Beefy Boxes and Bandwidth Generously Provided by pair Networks
XP is just a number
 
PerlMonks  

A copyeditor needs help to get started with a Perl project

by wordsmith (Acolyte)
on Nov 04, 2004 at 08:40 UTC ( [id://405113]=perlquestion: print w/replies, xml ) Need Help??

wordsmith has asked for the wisdom of the Perl Monks concerning the following question:

I'm an ex-IT person who has recently switched to copyediting STM books for a living. I would like to use Perl to automate the more mechanical aspects of my work. The manuscript files come in MS Word format, and I want to generate a report that will extract all hyphenated terms, capitalized phrases, acronyms (expanded and unexpanded), etc.

Conflicting terms (e.g., the same term could be uppercase in one chapter and lowercase in another) would also be identified in the report.

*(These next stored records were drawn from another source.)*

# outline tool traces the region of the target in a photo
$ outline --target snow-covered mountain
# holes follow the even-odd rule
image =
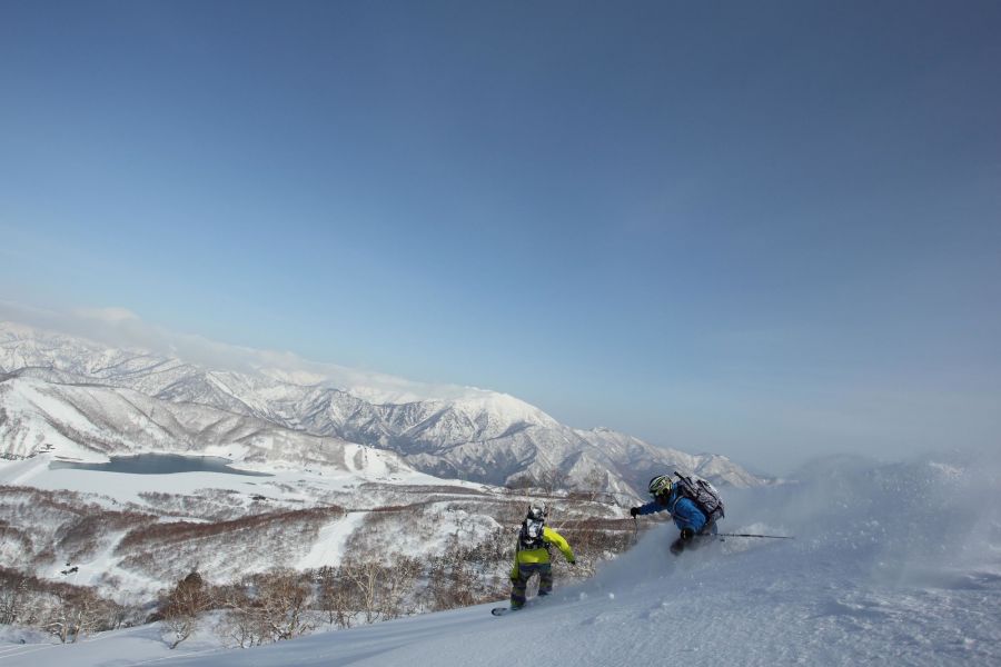
[[[997,455],[994,455],[997,458]],[[651,530],[595,578],[502,618],[503,600],[249,649],[159,624],[53,645],[9,630],[11,667],[506,667],[1001,664],[997,460],[820,461],[800,484],[732,491],[734,532],[680,558]],[[24,644],[18,644],[23,639]]]
[[[369,381],[343,369],[325,374],[317,365],[304,364],[297,372],[267,360],[261,355],[240,371],[207,368],[0,322],[0,449],[24,456],[51,439],[65,440],[59,415],[82,415],[92,428],[78,432],[92,437],[77,445],[103,454],[207,451],[239,438],[252,459],[291,465],[304,452],[336,456],[329,451],[356,442],[395,451],[438,477],[493,485],[548,481],[633,492],[653,474],[675,468],[736,487],[764,481],[722,456],[658,448],[607,429],[574,429],[504,394]],[[47,396],[48,402],[27,395]],[[395,402],[400,397],[407,400]]]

Also, the utility should be able to flag all the terms in the manuscript file that appear in another text file containing keywords input by me. One of the tasks of the copyeditor is to make sure the book is consistent in the way terms appear in different chapters.

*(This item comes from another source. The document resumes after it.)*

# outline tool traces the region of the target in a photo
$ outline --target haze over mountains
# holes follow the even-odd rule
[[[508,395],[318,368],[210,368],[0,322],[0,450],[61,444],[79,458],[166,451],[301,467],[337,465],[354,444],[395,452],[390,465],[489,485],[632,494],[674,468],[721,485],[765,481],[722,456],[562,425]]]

I'm hoping to write a utility program in Perl that will generate such a report and help me make the manuscript consistent. A few questions:

  1. I'm assuming Perl is the right tool for such a utility. Stupid question, still would appreciate confirmation from an expert.

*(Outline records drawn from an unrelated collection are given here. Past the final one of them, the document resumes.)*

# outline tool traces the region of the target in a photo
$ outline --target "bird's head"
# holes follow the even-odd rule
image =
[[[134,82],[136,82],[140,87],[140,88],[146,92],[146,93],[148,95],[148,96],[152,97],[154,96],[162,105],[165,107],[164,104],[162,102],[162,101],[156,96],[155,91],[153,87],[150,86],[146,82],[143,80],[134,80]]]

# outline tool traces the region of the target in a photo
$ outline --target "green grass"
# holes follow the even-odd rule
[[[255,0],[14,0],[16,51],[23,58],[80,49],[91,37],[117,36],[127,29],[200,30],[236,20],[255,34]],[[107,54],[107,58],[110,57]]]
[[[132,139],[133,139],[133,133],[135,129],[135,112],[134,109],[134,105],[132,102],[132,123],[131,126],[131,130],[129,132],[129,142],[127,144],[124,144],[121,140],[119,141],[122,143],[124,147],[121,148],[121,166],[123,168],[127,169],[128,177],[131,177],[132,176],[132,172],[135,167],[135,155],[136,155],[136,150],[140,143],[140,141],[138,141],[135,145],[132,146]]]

  2. Do any readymade libraries exist for such tasks? I'd prefer to write the code myself because I could tweak it to suit my private perversions; still, it would be nice to know.

  3. Can I search MS Word files directly using Perl or do I need to save the Word file as a text file? If I could work directly with the Word file, the added functionality of searching headers, tables, etc., would be a great plus.

In passing, is the MS Word format a state secret?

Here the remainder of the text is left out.